If you would have told me that someday in my life I’d be standing in an exotic wellness center crying over the loss of our family’s pet lizard, I would have laughed. I also would have been wrong.
Grandmom and Granddad bought Finn a leopard gecko for his last birthday in May. I have to admit, he kind of wigged me out. And I hated that he did. In the early days, while trying to figure out how to pick him up, he hissed at me and tried to bite me. I think I waited weeks before trying again, but took it on as personal challenge to win this little fella over. And I did.
I swear he looked me right in the eyes when I talked to him. I even sang sometimes because he seemed to like it. (I know you’re laughing.) While I tried to pick him up and hold him for a few minutes each day, sometimes he’d sit on my chest for an hour or two while I watched TV. We dug each other.
The more time I spent with him, the better he would eat. And in that department, his best was pretty poor. I called and visited Petsmart with Shadow several times, wondering if he was okay. They continued to assure me that he was; that he was just a bad eater and had a predominantly antisocial and inactive personality. I believed them, but continued to worry.

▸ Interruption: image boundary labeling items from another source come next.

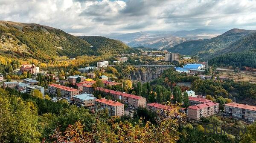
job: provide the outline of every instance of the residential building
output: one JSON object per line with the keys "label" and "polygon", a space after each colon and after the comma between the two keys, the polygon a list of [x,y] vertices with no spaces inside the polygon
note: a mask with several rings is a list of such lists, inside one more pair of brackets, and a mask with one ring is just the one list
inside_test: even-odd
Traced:
{"label": "residential building", "polygon": [[206,103],[208,102],[212,102],[212,101],[204,98],[196,97],[195,97],[191,96],[189,97],[189,102],[190,106],[193,106],[195,105]]}
{"label": "residential building", "polygon": [[195,96],[195,93],[192,90],[189,90],[188,91],[186,91],[186,92],[188,94],[188,95],[189,95],[189,97],[196,97]]}
{"label": "residential building", "polygon": [[98,68],[106,67],[108,65],[108,60],[101,60],[97,62],[97,67]]}
{"label": "residential building", "polygon": [[3,81],[3,75],[0,74],[0,82]]}
{"label": "residential building", "polygon": [[141,96],[101,87],[97,87],[95,90],[100,91],[106,95],[109,94],[113,97],[115,100],[118,99],[122,101],[122,103],[127,104],[128,107],[135,109],[138,108],[139,106],[146,107],[146,98]]}
{"label": "residential building", "polygon": [[102,80],[108,80],[108,77],[105,75],[102,75],[99,77],[99,78],[101,79]]}
{"label": "residential building", "polygon": [[225,104],[225,112],[229,116],[238,118],[256,119],[256,106],[231,103]]}
{"label": "residential building", "polygon": [[85,93],[73,96],[72,99],[75,104],[87,107],[94,106],[95,100],[97,98],[94,97],[92,94]]}
{"label": "residential building", "polygon": [[165,105],[160,104],[157,103],[153,103],[147,104],[147,108],[148,110],[160,114],[164,113],[165,111],[170,111],[172,107]]}
{"label": "residential building", "polygon": [[10,81],[8,82],[4,82],[3,84],[3,86],[6,88],[8,86],[9,88],[14,89],[16,88],[18,84],[17,81]]}
{"label": "residential building", "polygon": [[48,90],[49,94],[56,94],[58,89],[60,90],[62,97],[71,97],[79,94],[79,90],[77,89],[54,83],[48,85]]}
{"label": "residential building", "polygon": [[183,72],[189,73],[189,71],[188,69],[183,69],[182,68],[180,68],[180,67],[176,68],[175,69],[175,71],[176,72],[178,72],[179,73],[183,73]]}
{"label": "residential building", "polygon": [[128,58],[127,57],[119,57],[118,59],[118,61],[120,62],[125,62],[128,60]]}
{"label": "residential building", "polygon": [[121,116],[125,114],[125,105],[120,103],[105,98],[95,100],[95,109],[107,108],[110,116]]}
{"label": "residential building", "polygon": [[24,92],[25,93],[30,93],[31,92],[34,91],[35,89],[38,89],[43,94],[43,96],[44,97],[44,87],[38,86],[36,85],[25,85],[24,86]]}
{"label": "residential building", "polygon": [[86,93],[92,94],[93,92],[93,88],[91,85],[83,86],[83,91]]}
{"label": "residential building", "polygon": [[188,107],[189,118],[198,120],[201,117],[207,117],[218,113],[219,104],[213,102]]}
{"label": "residential building", "polygon": [[23,83],[25,83],[29,84],[30,85],[34,85],[38,84],[39,82],[31,78],[26,78],[24,80],[23,80]]}
{"label": "residential building", "polygon": [[39,67],[35,65],[21,65],[20,70],[22,73],[27,72],[31,74],[37,74],[39,72]]}
{"label": "residential building", "polygon": [[96,77],[95,74],[94,73],[88,73],[87,74],[87,78],[94,78]]}
{"label": "residential building", "polygon": [[96,66],[87,66],[84,68],[79,69],[78,70],[81,73],[88,73],[97,70]]}
{"label": "residential building", "polygon": [[178,62],[179,60],[179,53],[166,53],[164,55],[164,61],[166,62]]}

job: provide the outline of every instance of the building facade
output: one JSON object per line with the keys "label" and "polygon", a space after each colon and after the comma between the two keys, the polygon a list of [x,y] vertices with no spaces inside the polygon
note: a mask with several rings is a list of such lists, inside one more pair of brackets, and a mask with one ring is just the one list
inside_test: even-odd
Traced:
{"label": "building facade", "polygon": [[94,106],[95,100],[97,98],[93,97],[93,95],[87,93],[72,97],[73,101],[75,104],[86,107]]}
{"label": "building facade", "polygon": [[31,74],[37,74],[39,72],[39,67],[35,65],[21,65],[20,70],[22,73],[27,72]]}
{"label": "building facade", "polygon": [[108,60],[102,60],[97,62],[97,67],[98,68],[106,67],[108,65]]}
{"label": "building facade", "polygon": [[62,97],[71,97],[73,96],[79,94],[79,90],[77,89],[54,83],[48,85],[49,94],[56,94],[58,89],[60,90]]}
{"label": "building facade", "polygon": [[225,112],[229,116],[238,118],[256,119],[256,106],[231,103],[225,104]]}
{"label": "building facade", "polygon": [[179,53],[166,53],[164,55],[165,62],[178,62],[180,60],[180,54]]}
{"label": "building facade", "polygon": [[189,118],[195,120],[201,117],[207,117],[218,113],[219,104],[213,102],[188,107],[187,115]]}
{"label": "building facade", "polygon": [[97,87],[96,90],[100,91],[105,95],[111,96],[115,100],[119,100],[125,103],[128,107],[138,108],[139,106],[146,107],[146,98],[141,96],[137,96],[109,90],[101,87]]}
{"label": "building facade", "polygon": [[125,114],[125,105],[123,104],[105,98],[96,99],[95,107],[98,109],[107,108],[110,116],[121,116]]}

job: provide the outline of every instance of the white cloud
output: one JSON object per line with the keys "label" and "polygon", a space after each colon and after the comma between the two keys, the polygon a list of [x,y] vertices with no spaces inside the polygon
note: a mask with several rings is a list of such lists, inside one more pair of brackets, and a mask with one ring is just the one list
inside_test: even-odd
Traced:
{"label": "white cloud", "polygon": [[0,19],[72,34],[197,28],[256,29],[254,0],[0,0]]}

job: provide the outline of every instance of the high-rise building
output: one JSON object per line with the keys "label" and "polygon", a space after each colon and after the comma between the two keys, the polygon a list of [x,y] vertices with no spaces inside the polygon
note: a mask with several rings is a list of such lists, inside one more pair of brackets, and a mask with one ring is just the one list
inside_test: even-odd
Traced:
{"label": "high-rise building", "polygon": [[179,53],[166,53],[164,55],[165,62],[178,62],[180,60],[180,54]]}

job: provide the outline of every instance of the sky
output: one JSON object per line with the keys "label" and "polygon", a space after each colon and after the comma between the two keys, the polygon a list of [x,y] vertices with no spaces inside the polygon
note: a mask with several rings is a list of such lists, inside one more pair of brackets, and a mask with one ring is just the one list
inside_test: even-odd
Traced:
{"label": "sky", "polygon": [[76,36],[196,29],[256,29],[254,0],[0,0],[0,20]]}

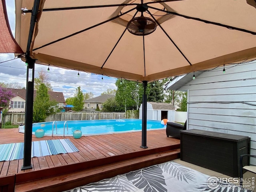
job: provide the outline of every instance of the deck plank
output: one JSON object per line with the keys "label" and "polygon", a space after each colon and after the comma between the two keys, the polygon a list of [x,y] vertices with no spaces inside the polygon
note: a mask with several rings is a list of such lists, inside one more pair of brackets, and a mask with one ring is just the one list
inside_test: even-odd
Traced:
{"label": "deck plank", "polygon": [[0,177],[6,176],[7,175],[9,164],[10,161],[4,162],[4,164],[3,164],[3,166],[2,168],[2,170],[1,170],[1,173],[0,173]]}
{"label": "deck plank", "polygon": [[10,161],[9,165],[9,168],[7,172],[7,175],[14,175],[18,172],[19,160],[14,160]]}
{"label": "deck plank", "polygon": [[[93,166],[94,162],[96,162],[96,164],[100,164],[105,162],[110,163],[114,160],[116,161],[115,163],[117,163],[119,158],[124,160],[124,158],[122,157],[130,158],[144,153],[148,154],[150,152],[147,152],[153,150],[152,151],[156,152],[159,150],[162,150],[161,149],[163,148],[166,150],[166,148],[170,148],[173,146],[179,146],[180,144],[178,139],[167,138],[165,130],[147,132],[147,145],[148,147],[147,149],[140,147],[141,137],[142,133],[140,132],[87,136],[79,139],[66,137],[65,138],[69,139],[78,149],[79,152],[34,157],[31,158],[33,168],[22,171],[21,169],[23,165],[23,159],[1,162],[0,177],[13,174],[30,174],[34,172],[44,170],[45,171],[49,170],[51,173],[51,169],[62,169],[62,167],[68,166],[76,166],[76,164],[81,163],[86,163],[83,166],[89,166],[88,167]],[[33,141],[64,138],[62,136],[52,138],[45,136],[41,138],[36,138],[34,135],[32,136]],[[24,134],[19,133],[18,129],[0,129],[0,144],[23,142],[24,140]],[[177,146],[175,148],[179,147]],[[72,170],[70,168],[68,169],[70,171]]]}

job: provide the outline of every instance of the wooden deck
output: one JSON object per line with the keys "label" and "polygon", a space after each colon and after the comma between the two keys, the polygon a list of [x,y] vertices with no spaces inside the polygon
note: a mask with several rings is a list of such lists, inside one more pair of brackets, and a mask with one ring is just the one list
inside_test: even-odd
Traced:
{"label": "wooden deck", "polygon": [[[33,158],[33,168],[25,170],[21,170],[23,159],[0,162],[0,186],[8,184],[7,180],[9,189],[15,182],[15,191],[28,191],[28,188],[30,191],[62,191],[179,158],[180,140],[167,138],[165,130],[147,132],[146,149],[140,147],[141,134],[67,137],[78,152]],[[18,129],[0,129],[0,144],[23,142],[24,137]],[[32,141],[62,138],[32,136]]]}

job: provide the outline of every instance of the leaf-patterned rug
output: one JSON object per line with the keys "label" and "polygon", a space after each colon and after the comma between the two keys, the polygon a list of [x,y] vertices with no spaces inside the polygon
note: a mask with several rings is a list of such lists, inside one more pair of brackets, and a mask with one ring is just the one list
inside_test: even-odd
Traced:
{"label": "leaf-patterned rug", "polygon": [[209,187],[210,176],[169,161],[98,182],[78,187],[66,192],[207,192],[250,191],[225,183],[217,187]]}

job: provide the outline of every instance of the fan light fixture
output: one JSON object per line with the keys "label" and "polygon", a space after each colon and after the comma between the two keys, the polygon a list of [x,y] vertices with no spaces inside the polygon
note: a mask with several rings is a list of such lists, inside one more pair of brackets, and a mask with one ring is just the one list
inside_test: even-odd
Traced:
{"label": "fan light fixture", "polygon": [[224,68],[223,69],[223,74],[225,74],[225,73],[226,73],[226,70],[225,70],[225,65],[224,65]]}
{"label": "fan light fixture", "polygon": [[141,16],[133,18],[128,22],[128,31],[138,36],[148,35],[155,31],[156,28],[156,22],[152,19],[143,16],[143,12],[148,10],[148,6],[146,5],[138,5],[136,8],[141,12]]}
{"label": "fan light fixture", "polygon": [[196,79],[196,76],[195,76],[195,72],[194,72],[194,75],[193,76],[193,79]]}

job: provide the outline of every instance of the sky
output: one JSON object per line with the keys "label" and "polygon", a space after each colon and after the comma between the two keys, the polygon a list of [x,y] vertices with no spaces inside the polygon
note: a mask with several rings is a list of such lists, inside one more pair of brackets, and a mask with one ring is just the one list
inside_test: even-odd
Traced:
{"label": "sky", "polygon": [[[14,36],[15,14],[14,0],[6,1],[8,18],[12,34]],[[13,60],[13,54],[0,54],[0,82],[18,82],[26,87],[26,68],[25,63],[20,58]],[[4,62],[6,61],[10,61]],[[62,92],[65,99],[74,96],[76,89],[79,86],[83,93],[92,92],[94,97],[100,95],[108,89],[116,89],[116,78],[78,71],[66,70],[50,66],[50,72],[47,72],[48,66],[36,64],[35,77],[38,77],[38,72],[42,69],[48,75],[48,81],[52,85],[53,91]]]}

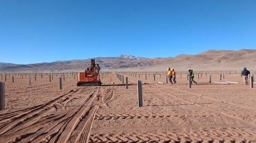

About a month ago, looking back, he seemed to stop growing. There was a funny spot on his back that was more pronounced. He appeared more lethargic than usual. By Christmas, I was certain something was wrong.
But still, I’d pick him up and he’d look right in my eyes as I talked to him. Recently though, he’d started close his eyes and lay his head down as if it was all too much.
I spent the weekend trying to find a vet who could see him (no easy feat) and brought him in yesterday. Shadow had metabolic bone disease. Not so common in leopard geckos, but he had it all the same. Had Petsmart known the signs, we could have taken simple steps to halt its progress and save his life. Had they not reassured me he was fine all those times, I would have taken him in sooner. That’s on me though. I should have followed my gut.
So yesterday, we learned our sweet little guy was in lots of pain and it was his time to go. I felt a little ridiculous, very guilty and a lot sad. Who knew you could love a lizard? Now I know. Major shout out to Ness Exotic Wellness Center–their entire staff was amazing. They even made his little box pictured above.
While I fought back tears at the vet, Finn did too. I failed and he succeeded. He said, “I’ve survived a lot of things without crying.” Hmmm.
Later, as I laid in his bed while he tried to fall asleep without the comforting glow of the black light in Shadow’s cage, I said, “You know that it’s okay to cry, right?”
“Yeah, but I try hard not to do it when I’m outside playing with my friends and I get hurt,” he responded.
“I know, and that will happen as you grow up, but when something hurts your heart, I want you know that it’s okay to cry,” I said.
“I do, I did cry today. And you cried a lot today, too. I haven’t seen you cry in a long time. When is the last time you cried?” he asked.
I thought for a bit. “I suppose I cried a lot as I decided whether or not to go back to work for someone else.” I answered.
“Why did you do it then? Did you get fired?” he asked.
“No, silly, I worked for myself! But I was given a great opportunity; one that was good for me and for all of you, so I decided to take it.” I said.
“But why was it good?” he continued.
“Well, because it allowed me to have a new experience, to grow and to learn. Because as you grow, you’ll have busier and busier lives and I want to have something of my own. Because our family was able to have more money, which allows us to have more experiences together,” I said.
“But who cares about money, mom? Life’s not about money. It’s about the people you love and the circle of life,” my little seven year old genius responded. I’m in awe of him.
“Yes, it is Finn,” I said. “You’re right.”
While I go back to work on Thursday, I have absolutely loved being home, other than the lizard-euthanasia part. But a little piece of me is ready to go back, too. What a comfort it is to know that somehow, in the midst of this crazy busy life, we are raising quite an amazing and wise young man.